L’installation du Tribunal Militaire de Butembo est un oasis d’espoir pour les justiciables. La Voix de l’UCG est allée à la rencontre de maître Muhindo Wasivinywa, avocat, chargé des questions des droits humains au sein de la société civile de Butembo et coordonnateur du Réseau pour les Droit Humains, REDHO pour comprendre le rôle de cette juridiction. 

L’échelle de la justice militaire est faite normalement du  tribunal de police, le tribunal de garnison, la cour militaire et la haute cour militaire. La loi prévoit la création d’une cour militaire opérationnelle  pour accompagner les opérations militaires et pouvant être supprimée juste après.  Dans le grand nord de la province du Nord-Kivu, il n’y avait qu’un tribunal militaire de garnison ayant son siège à Beni. Avec l’Etat de siège et les opérations militaires dans le Nord-Kivu cette juridiction a été débordée au grand dam des justiciables regrette maître Muhindo Wasivinywa.

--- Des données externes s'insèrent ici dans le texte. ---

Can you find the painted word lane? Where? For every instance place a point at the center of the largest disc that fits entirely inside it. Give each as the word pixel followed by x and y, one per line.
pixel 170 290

« Durant l’Etat de siège, depuis mai 2021, le tribunal de Beni, s’est déplacé pour Butembo comme à Lubero  à trois reprises seulement. Et il était particulièrement intéressé par les dossiers des viols selon la ligne du bailleur, souvent la MONUSCO. Alors que tout ceux qui ont été envoyés en prison durant cette période, en attente de l’examen de leurs dossiers, continuent à traîner en prison. Nous espérons qu’avec l’installation de ce tribunal, leurs dossiers seront examinés le plus tôt et seront fixés de leurs sorts», espère-t-il.

Quelle est la spécialité de cette instance judiciaire ? Maître  Muhindo Wasivinywa explique.

« Avec l’Etat de siège tous les dossiers pénaux sont portés devant les juridictions militaires  mais pendant le temps normal ou dans les provinces où il n’y a pas l’Etat de siège, les juridictions militaires s’occupent seulement des dossiers à caractère militaire. Pas seulement les militaires et les policiers mais aussi les civils  qui peuvent travailler avec les militaires ou qui peuvent utiliser les effets militaires », explique-t-il.

Même si les magistrats ne sont pas encore suffisants, seulement deux,  il appelle la population, la société civile, les activistes des droits humains à soutenir cette juridiction pour qu’elle étanche, tant soit peu, cette soif de la justice.